The model has been trained to produce higher-quality speech and can respond to prompts asking it to alter its sound, such as “speak quickly and professionally” or “speak empathetically in a French accent.” Accuracy on the MultiChallenge benchmark, which measures performance in multi-turn conversations, has improved by 10.1% compared to the December 2024 release.

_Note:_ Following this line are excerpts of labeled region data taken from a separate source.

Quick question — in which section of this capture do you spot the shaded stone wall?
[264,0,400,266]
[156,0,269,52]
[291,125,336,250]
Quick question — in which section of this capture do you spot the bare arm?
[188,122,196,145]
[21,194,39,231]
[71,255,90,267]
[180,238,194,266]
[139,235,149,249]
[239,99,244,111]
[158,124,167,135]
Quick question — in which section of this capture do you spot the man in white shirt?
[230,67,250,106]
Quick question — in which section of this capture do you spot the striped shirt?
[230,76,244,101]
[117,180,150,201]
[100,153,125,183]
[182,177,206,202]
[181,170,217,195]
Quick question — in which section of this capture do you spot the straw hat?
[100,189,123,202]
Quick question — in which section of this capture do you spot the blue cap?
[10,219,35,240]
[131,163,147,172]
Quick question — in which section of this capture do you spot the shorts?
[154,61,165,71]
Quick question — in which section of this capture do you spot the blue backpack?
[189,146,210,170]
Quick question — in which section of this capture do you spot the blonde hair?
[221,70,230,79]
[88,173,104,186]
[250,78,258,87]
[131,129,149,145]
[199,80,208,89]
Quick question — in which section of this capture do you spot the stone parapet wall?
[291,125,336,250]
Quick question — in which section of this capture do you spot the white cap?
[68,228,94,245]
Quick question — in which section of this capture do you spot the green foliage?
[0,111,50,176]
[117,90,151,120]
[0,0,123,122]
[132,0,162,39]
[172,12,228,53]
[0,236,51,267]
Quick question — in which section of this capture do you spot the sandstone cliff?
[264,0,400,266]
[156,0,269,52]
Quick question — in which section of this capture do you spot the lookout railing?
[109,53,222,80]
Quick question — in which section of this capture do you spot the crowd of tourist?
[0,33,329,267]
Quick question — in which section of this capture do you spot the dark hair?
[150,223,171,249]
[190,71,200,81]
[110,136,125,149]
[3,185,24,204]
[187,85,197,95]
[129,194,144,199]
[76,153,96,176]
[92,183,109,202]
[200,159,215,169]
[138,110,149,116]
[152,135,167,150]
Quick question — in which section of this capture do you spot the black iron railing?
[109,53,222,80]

gpt-realtime also responds more intelligently to voice commands, picking up non-verbal cues like laughter, switching languages mid-sentence, adapting its tone to the context of the conversation, and detecting alphanumeric sequences in different languages. The update has boosted its score on the Big Bench Audio benchmark, which assesses the reasoning capabilities of language models that support audio input, by 17.2%.

Stronger adherence to instructions and improved function calling

OpenAI has improved gpt-realtime’s adherence to its master prompts so that even subtle instructions are more reliably followed throughout a conversation. This ability is measured by the MultiChallenge audio benchmark, which rose by 9.9%.

Finally, gpt-realtime’s function calling has been enhanced so that the tools it selects are more relevant, invoked at more appropriate times, and supplied with more accurate data. It is also better at asynchronous function calling⁠, meaning that it can continue a fluid conversation while waiting on the results of a function call.

All eight of the model’s existing voices will be equipped with these updates, as well as two new ones named Cedar and Marin.

Pricing details and availability

Both the generally available Realtime API and the gpt-realtime model are now live. Pricing for gpt-realtime is structured as follows:

$32 per million audio input tokens

$0.40 per million cached input tokens

$64 per million audio output tokens

Developers can also set token limits and truncate multiple turns at once to reduce the cost of longer sessions.